One of the things I am grateful for is that for the last three years, I have had the honor of hosting some international students in my home for our Thanksgiving holiday. The first year was through a program put together by Dan Redford  at MSU, and we had three Chinese students share our meal with us. My children and other family members very much enjoyed chatting with the students, learning some Chinese, and learning about China’s traditions. It was fun watching the students experience their first American Thanksgiving dinner as well.

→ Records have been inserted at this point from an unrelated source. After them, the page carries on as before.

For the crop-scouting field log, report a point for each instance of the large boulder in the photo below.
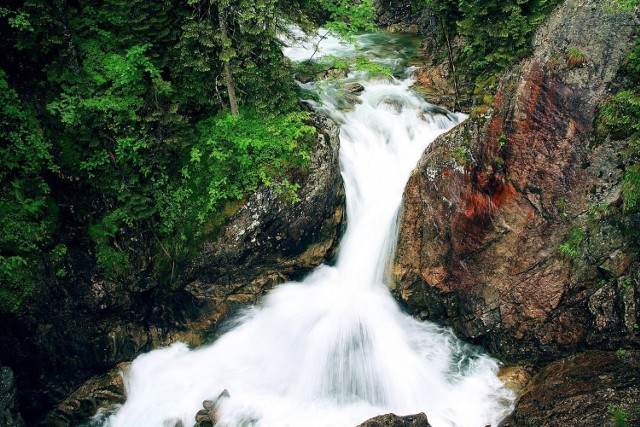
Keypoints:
(491, 202)
(565, 393)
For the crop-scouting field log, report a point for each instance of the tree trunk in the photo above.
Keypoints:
(228, 77)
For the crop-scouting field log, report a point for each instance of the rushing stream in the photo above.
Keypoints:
(335, 349)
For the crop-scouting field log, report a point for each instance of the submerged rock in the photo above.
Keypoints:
(208, 417)
(490, 203)
(594, 388)
(393, 420)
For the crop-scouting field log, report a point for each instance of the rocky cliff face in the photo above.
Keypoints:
(490, 204)
(92, 324)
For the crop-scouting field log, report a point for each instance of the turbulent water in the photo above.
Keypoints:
(335, 349)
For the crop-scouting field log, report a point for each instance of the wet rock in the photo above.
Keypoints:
(400, 16)
(208, 417)
(102, 391)
(354, 88)
(490, 203)
(393, 420)
(9, 414)
(582, 390)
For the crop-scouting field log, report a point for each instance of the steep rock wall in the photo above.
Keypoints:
(490, 203)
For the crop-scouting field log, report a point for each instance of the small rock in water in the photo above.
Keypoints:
(393, 420)
(208, 416)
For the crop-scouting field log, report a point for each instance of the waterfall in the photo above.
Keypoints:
(335, 349)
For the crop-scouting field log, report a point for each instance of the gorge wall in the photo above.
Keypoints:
(513, 231)
(67, 335)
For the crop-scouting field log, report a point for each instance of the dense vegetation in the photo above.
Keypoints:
(122, 119)
(620, 118)
(495, 34)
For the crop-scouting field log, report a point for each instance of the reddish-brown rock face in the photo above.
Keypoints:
(490, 203)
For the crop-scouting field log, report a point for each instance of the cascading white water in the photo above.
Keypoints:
(334, 349)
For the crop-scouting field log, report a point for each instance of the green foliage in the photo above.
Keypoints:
(575, 57)
(622, 353)
(619, 416)
(253, 149)
(125, 112)
(619, 116)
(347, 17)
(495, 31)
(617, 6)
(373, 69)
(571, 247)
(27, 218)
(562, 204)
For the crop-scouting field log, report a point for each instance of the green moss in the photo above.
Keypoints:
(576, 58)
(571, 247)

The last two years I have invited my international interns to my home for Thanksgiving. And now it has become part of our Thanksgiving tradition. I am overwhelmed by the gratitude my students show for being included. Skyin even told me that she now feels she has a family in Michigan. What an awesome reward! And even though she is no longer my intern, (she’s now the Business Development Manager at Message Makers) she is coming back this year. Shasha has moved to Arizona to pursue her Ph.D. She will be greatly missed, but we will still eat her favorite Triple Chocolate Truffle cake in her absence, and arrange a Skype call so we can celebrate together in some way. This year we will also have India represented, and I look forward to hearing about India’s traditions, and of course hearing Anand’s infectious laugh.

According to Wikipedia, Canada, The Netherlands, Liberia, Norfolk Island (in Australia), Grenada, Germany, and Japan all celebrate Thanksgiving, or a holiday that is similar. Maybe I should do a Thanksgiving world tour to make a firsthand comparison? I’ll put that on my bucket list. For now, I will just look forward to Thursday and celebrating our newest tradition, an International Holiday Feast, and give thanks.